For cancer research, this mechanism is interesting because tumor cells need more energy than normal cells and are more vulnerable to this disruption. But for anyone whose mitochondria are already compromised, this is a problem. People with diagnosed mitochondrial disorders, chronic fatigue syndrome, or conditions that affect cellular energy production could experience worsened fatigue, muscle weakness, or other symptoms. At higher concentrations or with extended exposure, soursop compounds can cause irreversible mitochondrial damage.

People Undergoing Chemotherapy or Taking Other Medications

Because soursop affects so many systems simultaneously, including blood pressure, blood sugar, cellular energy production, and neurological function, it has the potential to interfere with a wide range of treatments. Its active compounds are biologically potent, not mild herbal supplements. If you’re on any prescription medication, the safest approach is to treat soursop tea as a drug interaction risk rather than a harmless beverage.

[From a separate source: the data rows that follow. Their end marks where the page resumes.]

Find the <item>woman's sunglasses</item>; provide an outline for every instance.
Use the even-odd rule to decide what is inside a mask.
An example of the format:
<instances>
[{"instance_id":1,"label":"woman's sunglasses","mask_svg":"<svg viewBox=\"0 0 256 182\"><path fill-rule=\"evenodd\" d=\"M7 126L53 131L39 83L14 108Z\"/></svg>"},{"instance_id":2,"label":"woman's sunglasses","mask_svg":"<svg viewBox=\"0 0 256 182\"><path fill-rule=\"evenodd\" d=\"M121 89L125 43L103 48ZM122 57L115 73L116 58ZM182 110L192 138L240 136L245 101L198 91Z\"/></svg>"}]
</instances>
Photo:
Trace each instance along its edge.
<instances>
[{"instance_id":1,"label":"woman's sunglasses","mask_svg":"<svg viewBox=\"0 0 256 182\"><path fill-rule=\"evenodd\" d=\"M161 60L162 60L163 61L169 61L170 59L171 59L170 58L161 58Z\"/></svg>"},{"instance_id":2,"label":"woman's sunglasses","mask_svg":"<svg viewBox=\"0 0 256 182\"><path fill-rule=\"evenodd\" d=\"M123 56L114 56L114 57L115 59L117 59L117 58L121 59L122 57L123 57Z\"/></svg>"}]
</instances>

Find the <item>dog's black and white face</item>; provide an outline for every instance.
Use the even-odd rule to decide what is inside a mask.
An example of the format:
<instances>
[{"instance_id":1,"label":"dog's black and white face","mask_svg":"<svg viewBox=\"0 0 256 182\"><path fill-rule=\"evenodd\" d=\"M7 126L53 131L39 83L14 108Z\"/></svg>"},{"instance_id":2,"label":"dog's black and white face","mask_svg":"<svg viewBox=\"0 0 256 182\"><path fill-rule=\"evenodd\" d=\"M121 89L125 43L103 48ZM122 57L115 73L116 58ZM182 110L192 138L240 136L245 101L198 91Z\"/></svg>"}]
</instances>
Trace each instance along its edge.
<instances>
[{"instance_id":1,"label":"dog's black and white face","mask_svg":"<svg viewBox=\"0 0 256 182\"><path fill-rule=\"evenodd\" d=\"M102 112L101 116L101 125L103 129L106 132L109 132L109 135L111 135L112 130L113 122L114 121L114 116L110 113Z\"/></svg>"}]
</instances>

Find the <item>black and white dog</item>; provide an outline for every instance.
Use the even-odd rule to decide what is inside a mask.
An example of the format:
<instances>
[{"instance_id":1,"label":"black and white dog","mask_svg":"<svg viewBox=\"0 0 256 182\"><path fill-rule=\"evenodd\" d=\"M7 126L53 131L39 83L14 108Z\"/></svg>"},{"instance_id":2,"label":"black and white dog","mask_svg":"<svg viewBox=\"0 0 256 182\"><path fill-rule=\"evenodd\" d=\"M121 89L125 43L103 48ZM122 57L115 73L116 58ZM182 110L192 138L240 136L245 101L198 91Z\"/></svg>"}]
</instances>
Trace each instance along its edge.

The liver processes many of soursop’s active compounds through the same pathways it uses for prescription drugs, which can alter how quickly or slowly your body metabolizes medications. This is especially relevant for people on chemotherapy, blood thinners, or any drug with a narrow therapeutic window where small changes in blood levels matter.

How Much Is Too Much

No established medical guideline sets a safe daily limit for soursop tea. The neurotoxicity research suggests that the risk increases with both the amount consumed and the duration of use. Occasional consumption by otherwise healthy adults appears to carry lower risk, but “moderation” remains vaguely defined because the concentration of active compounds varies between products, preparations, and even individual leaves.

The neurological effects in particular appear to require prolonged exposure, so someone drinking soursop tea daily for months or years faces a different risk profile than someone who has it occasionally. However, the blood pressure and blood sugar effects can happen acutely, with a single strong cup potentially causing problems for someone on medications.